In this way, Topgun seeded the Navy and the U.S. military with new ideas about flying. By the 1980s, their ideas had spread worldwide, as Topgun ran roadshows for troops, sent detachments to the Philippines, Japan, and Saudi Arabia, and formed a mobile training team to visit NATO allies. British fighter pilots were regulars at Miramar (though they partied too hard for their American hosts to keep up).
The movie, which arrived in 1986, was not particularly realistic (despite some assistance from Topgun officials, who made one durable suggestion—turning Tom Cruise’s love interest from an aerobics instructor into a brainy tactical consultant modeled on a real-life military mathematician.) But the movie made Topgun world-famous, and applications and foreign visits soared. Unfortunately, it also sparked jealousy from other parts of the military.
“There were unintended consequences within naval aviation that affected Topgun for years to come,” writes Pedersen. “The other communities … felt slighted by the movie. It stirred old resentments and as the 1980s came to a close, the school faced another series of bureaucratic assaults that I believed were designed to cripple it.” Those attacks included efforts to eliminate Topgun’s status as its own separate command and even to take away its name.
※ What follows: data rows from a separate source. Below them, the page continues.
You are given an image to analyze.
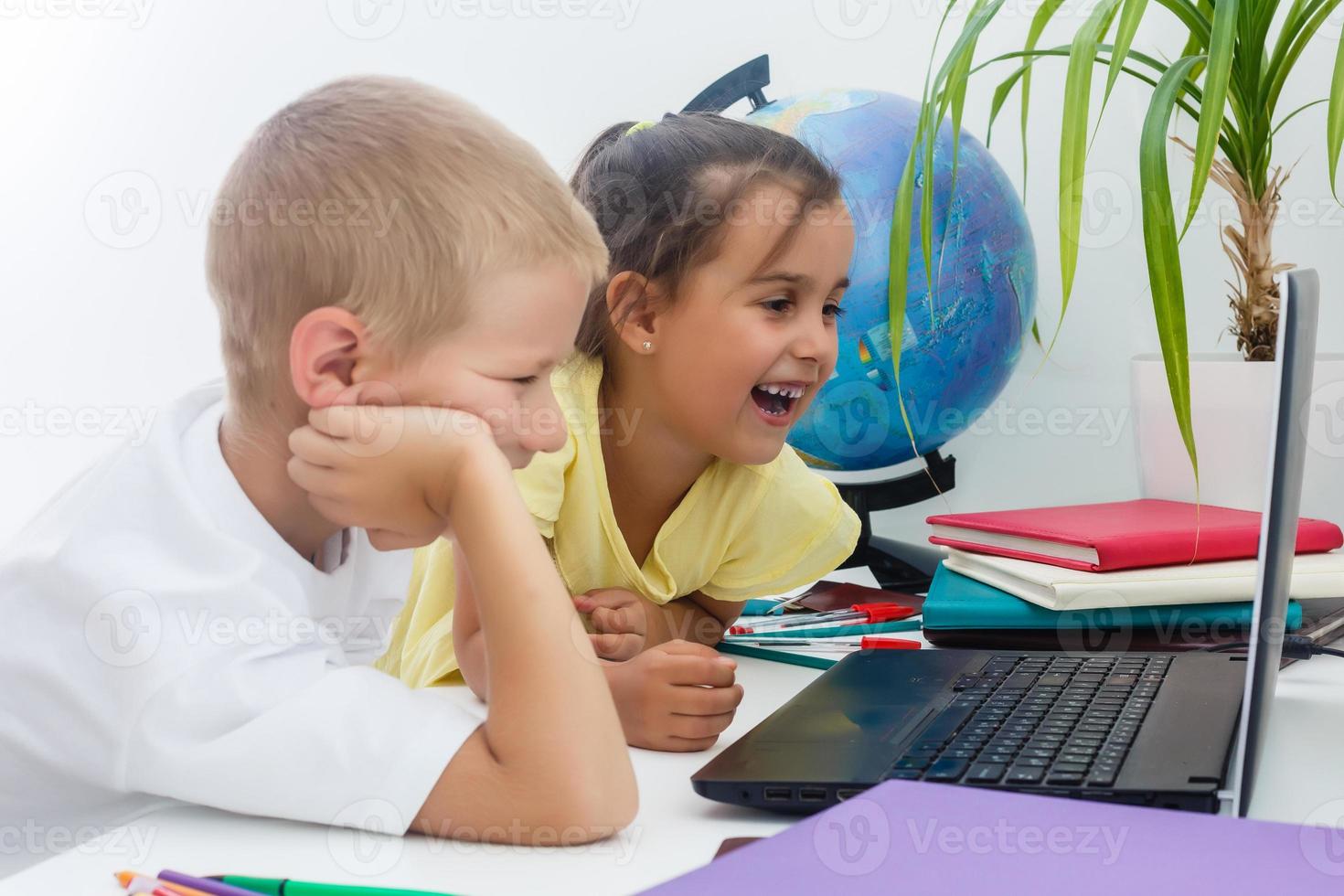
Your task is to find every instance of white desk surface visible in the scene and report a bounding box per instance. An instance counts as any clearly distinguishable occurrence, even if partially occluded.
[0,623,1344,896]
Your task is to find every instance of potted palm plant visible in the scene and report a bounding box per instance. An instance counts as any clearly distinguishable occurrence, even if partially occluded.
[890,0,1344,516]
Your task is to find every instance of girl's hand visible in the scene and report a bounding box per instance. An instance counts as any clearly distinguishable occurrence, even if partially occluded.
[574,589,666,662]
[286,404,508,550]
[603,641,741,752]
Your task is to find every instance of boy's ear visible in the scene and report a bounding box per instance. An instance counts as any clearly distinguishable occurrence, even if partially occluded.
[289,306,368,407]
[606,270,661,355]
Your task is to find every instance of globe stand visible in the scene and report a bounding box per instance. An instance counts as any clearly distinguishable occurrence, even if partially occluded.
[836,450,957,591]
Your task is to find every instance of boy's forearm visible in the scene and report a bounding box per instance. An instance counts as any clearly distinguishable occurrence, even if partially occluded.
[449,448,633,793]
[455,629,489,699]
[645,591,738,647]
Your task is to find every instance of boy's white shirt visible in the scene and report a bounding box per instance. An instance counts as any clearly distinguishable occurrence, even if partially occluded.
[0,383,481,876]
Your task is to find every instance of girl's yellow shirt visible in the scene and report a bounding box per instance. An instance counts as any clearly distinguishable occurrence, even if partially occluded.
[378,356,859,687]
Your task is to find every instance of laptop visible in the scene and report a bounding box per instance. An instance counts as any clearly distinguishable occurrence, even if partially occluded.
[691,270,1320,816]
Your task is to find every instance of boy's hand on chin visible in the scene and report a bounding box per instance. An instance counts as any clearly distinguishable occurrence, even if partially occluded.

Then, in the 1990s, with the defense budget cut and bases being consolidated, Topgun became an actual target. When the Miramar Naval Air Station was handed over to the Marines, who had themselves been pushed out of El Toro and Tustin in Orange County, Topgun lost its home and was relocated to Fallon, Nevada, where it became part of the United States Navy Strike Fighter Tactics Instructor program. As trucks pulled out of Miramar for the move to the Nevada desert in 1996, people lined the San Diego-area freeways to say goodbye.
Pedersen praises more recent generations of Topgun commanders for keeping its spirit alive, but he is full of warnings about how the military’s devotion to expensive new technologies steals money and attention from essential training. He laments the 2006 decision, driven by then-Vice President Dick Cheney, to kill off the F-14 Tomcat, a versatile and reliable plane (it’s what Cruise flies in the film), in favor of expensive and ineffective stealth fighters.
“Our country has been put at risk by the Pentagon’s fascination with stealth technology,” he writes. “We worship at high technology’s altar and are on the verge of selling our souls.” Pedersen adds ruefully that the F-14 is still being flown by the military of one country—Iran.
What’s been lost in our love of technology is the emphasis on the human, and the importance of failure, time, and practice. “The basic truth of fighter combat remains the same. It is not the aircraft that wins a fight, it’s the man in the cockpit,” he writes. More importantly, Topgun is about a hard-earned wisdom: fighter planes, like other products made by humans, eventually fail, and pilots must be trained extensively to manage such failures.
In a hostile and competitive world, is there any skill more important than knowing how to fail—and keep on fighting?